Bicara tentang cinta

Kali ini aku akan bicara tentang cinta. Suatu wujud abstrak yang usianya lebih renta dari manusia. Kali ini aku akan bicara cinta, cinta yang mungkin meleburkan dua hal berbeda, atau menyatukan keduanya. Mana yang kamu percaya? Cinta memungkinkan dua individu berbeda menjadi satu atau cinta tetap pada keberadaannya untuk memberikan ruang pada kedua individu untuk melebarkan sayapnya dan melakukan semua hal yang baik menurutnya. Intinya, kamu percaya bahwa cinta punya ruang pribadi antara kamu dan aku? Kamu pernahkah bertanya seperti itu? Bertanya untuk sekedar ingin tahu, mengesampingkan efek luar biasa cinta yang membuat kita lupa semua-muanya.

Cinta?
Mengutip Alain Badou, seorang filsuf Prancis yang mengatakan bahwa cinta itu perlu diciptakan kembali. Oleh karena itu, aku bicara cinta saat ini, karena cinta harus dibicarakan agar ia tetap menjadi cinta, karena cita harus diberikan kepada orang lain agar memiliki makna. Kalau dikaitkan dengan eksistensialisme Sartre, tindakanlah yang terpenting, untuk mengeluarkan esensi cinta, kita perlu bereksistensi, kita butuh tindakan nyata.

Cinta?
Apa itu cinta?
Bagaimana dalam cinta kita memproduksi kebenaran jikalau kebenaran dikesampingkan dalam cinta?

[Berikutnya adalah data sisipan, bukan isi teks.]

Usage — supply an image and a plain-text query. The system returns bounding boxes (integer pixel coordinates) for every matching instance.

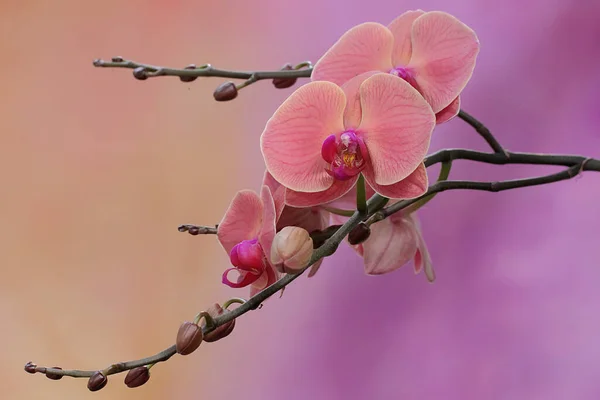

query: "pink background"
[0,0,600,400]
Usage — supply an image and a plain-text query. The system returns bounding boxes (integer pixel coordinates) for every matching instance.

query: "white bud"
[271,226,313,274]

Tahukah kamu bahwa cinta itu numerical, ia merupakan tingkatan dari angka satu, ke dua, ke tiga, setelah itu cinta dapat menjadi infinitif. Selamanya.
Apa iya?


Kamu dibagian mana, bagian yang percaya bahwa dengan cinta kita dapat menyatukan hal yang berbeda, atau kamu di bagian pencinta yang menjunjung tinggi privasi diri?
Aku ada di bagian yang kedua, karena aku mungkin berpikiran, dengan adanya privasi diri, cinta tidak mengekang kita untuk egois dengan bersikap mengatasnamakan cinta, seperti kita melakukan hal yang salah namun mengatasnamakan Tuhan. Aku percaya dengan ruang privasi (jika dikaitkan kembali dengan eksistensialisme Sartre) kita akan bertanggung jawab atas sikap kita, dan tidak mungkin ada perkataan menyalahkan orang lain atas sesuatu yang telah kita lakukan.

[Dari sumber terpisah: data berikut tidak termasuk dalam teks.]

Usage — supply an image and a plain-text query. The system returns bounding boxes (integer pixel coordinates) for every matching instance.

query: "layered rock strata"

Kadangkala kita menyalahkan seseorang yang telah bersikap tidak adil, apakah ada keadilan dalam cinta? Tidak ada. Karena cinta akan selalu terpecah menjadi dua subjek, antara yang merelakan kebebasannya untuk keinginan kekasihnya, atau menuntut kekasihnya sesuai dengan egonya. Kita selalu ada di pihak sadis atau masokis...

Kadang, ketika kita berada di pihak masokis, kita berbuat apapun demi cinta, orang lain menganggap kita bodoh, atau kita berpikir kita tidak ingin menjadi seorang yang kita kenal bersikap seperti itu.

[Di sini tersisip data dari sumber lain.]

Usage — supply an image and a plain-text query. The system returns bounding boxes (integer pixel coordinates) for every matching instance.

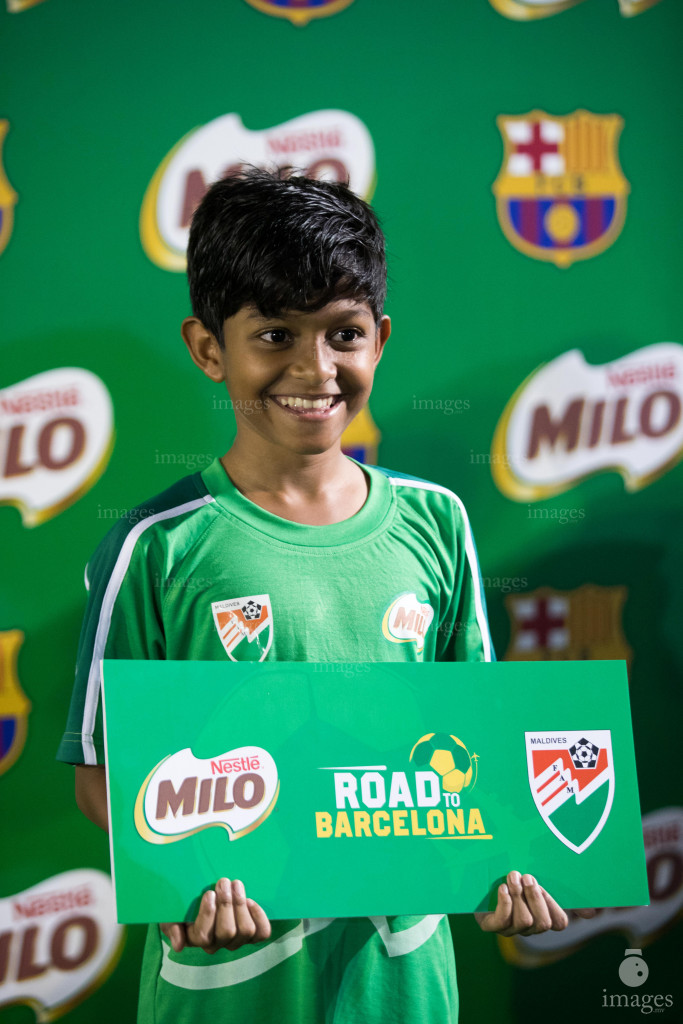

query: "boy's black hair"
[187,167,386,346]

Untuk itulah, aku melogikakan cinta...

"...karena kita takut terluka, maka kita melogikakan cinta..."

Aku masih subjek yang percaya cinta harus memberi jarak satu sama lain, karena jarak lah yang sedari awal memberi cinta ruang untuk tertarik satu sama lain. Tanpa adanya jarak, cinta hanya menjadi sekedar cinta, tanpa makna.

Karena memang kita tidak mungkin menghindar dari objektifikasi, cinta akan selalu gagal, karena kita akan selalu menjadi yang masokis atau yang sadis, cinta tidak akan pernah lepas dari konflik. Karena kebebasan tidak dapat diberikan pada orang lain atau dimiliki oleh oran lain.

Apa kita satu dari yang mau menunggu, berharap, dan setia?
Atau kita salah satu yang menganggap tiga hal itu kebodohan semata.
Menolah untuk dibilang apatis atau skeptis, tapi itu mungkin dan tidak mungkin terjadi.

Hal itu akan menjadi mungkin ketika cinta, ketika emosi bicara, karena dari sudut pandang itulah kita mau menunggu, berharap, dan setia.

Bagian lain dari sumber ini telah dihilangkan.